Should You Actually Scale/Modify the Chest to Bar Pull-Up?
When scaling a chest to bar pull-up, you need to first ask yourself why you are looking to scale it. Sometimes, such as in fitness classes or workouts an individual cannot perform a chest to bar pull-up which impedes their ability to participate in the workout (or to be able to do that workout to a certain level of intensity).
Scaling the chest to bar pull-up in this instance would be suggested, since they will still be able to gain similar benefits of performing a scaled movement yet still be able to increase all other aspects of fitness within that WOD. In other situations, however, scaling the chest to bar pull-up simply because someone is not good at them may not be the best solution. Rather, taking the time to gain strength, skill, and do the exact movements someone is poor at may in fact be the best approach to successfully learning chest to bar pull-ups.

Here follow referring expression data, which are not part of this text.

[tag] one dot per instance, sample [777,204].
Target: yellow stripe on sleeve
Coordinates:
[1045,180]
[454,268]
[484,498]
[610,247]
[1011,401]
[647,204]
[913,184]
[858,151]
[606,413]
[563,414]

Chest to Bar Pull-Ups Modifications/Scaled Movements/Alternatives
With the help of Andre Crews, Head Coach at CrossFit 150 Bay (who you may have heard of from the “Coaches Corner” article), we were able to come up with a very comprehensive listing of chest to bar pull-up modifications/alternative/scaled movements that can be used either in classes or during more skill and strength training sessions.
1. Use the Chest to Bar Pull-Up Progression Guide
In an earlier article we provided you with our 6-step approach to learning the chest to bar pull-up. In certain situations where a lifter cannot perform a particular form of chest to bar pull-up, he/she may simply regress the chest to bar pull-up to one of the earlier exercises. For example, if the workout calls for kipping chest to bar pull-ups, a substitution of the kipping pull-up may be the easiest and more direct scaled movement. While this does not actually address the fact that they cannot perform a chest to bar pull-up, they will be able to perform similar movements and still remain on target with the rest of the group.
2. Jumping Chest to Bar Pull-Ups
In the event an individual cannot perform any form of pull-up, either strict, kipping, butterfly, or chest to bar pull-up, he/she may need to regress further than the exercises in the progression guide above. Doing exercises like the jumping chest to bar pull-up will help them develop the range of motion, strength, and coordination to get themselves to the bar (with assistance from the legs) and build stamina and strength in the upper body and core.
3. Timed Chest to Bar Pull-Up Attempts
In place of an actual scaled or regressed movement, some coaches may simply have an individual attempt as many chest to bar pull-ups they can in an allotted time amount (often, the same amount of time it would take someone to complete the prescribed chest to bar pull-ups in the workout).
For example, if a workout calls for 20 chest to bar kipping or butterfly pull-ups, the coach may have someone attempt as many strict, kipping, or butterfly pull-ups as they can for 45-60 seconds (what it may typically take someone to perform 20 unbroken/broken up chest to bar pull-ups). This will force the individual to become better at a movement they are deficient in, but only is effective if they have been properly instructed and have done fundamental skill work in a non-time oriented fashion (so they can focus on quality of movement).
4. Isometric and Eccentric Pull-Ups
Both of these pull-up variations can help to build basic strength and coordination necessary for kipping, strict, and butterfly versions of the chest to bar pull-up. Too often people fail to address foundational strength and control, wondering why they cannot perform more advanced styles of pull-ups; such as chest to bar pull-ups. In the event they need to modify, coaches can integrate eccentric (slow, controlled lowering of body from top of bar to bottom position) and isometric pull-ups (timed holds at top of pull-up) to build necessary grip, arm, and back strength.
5. Ring Rows and/or Banded Pull-Ups
In an earlier article I discussed both movements and the pros and cons of using ring rows vs banded pull-ups as scaling options for pull-up based workouts. Both movements can be used to scale the chest to bar pull-up, which will offer beginner and less strong individuals the opportunity to train the back, arms, and grip at higher volumes (promote muscle growth) and still move at a manageable pace (purpose of most wods). As with all of the above scaling options, skill training and coaching must take place outside of fast-paced wod enviemtnes to allow the indiviual to fully grasp motor patterning and movement quality necessary for the chest to bar pull-up.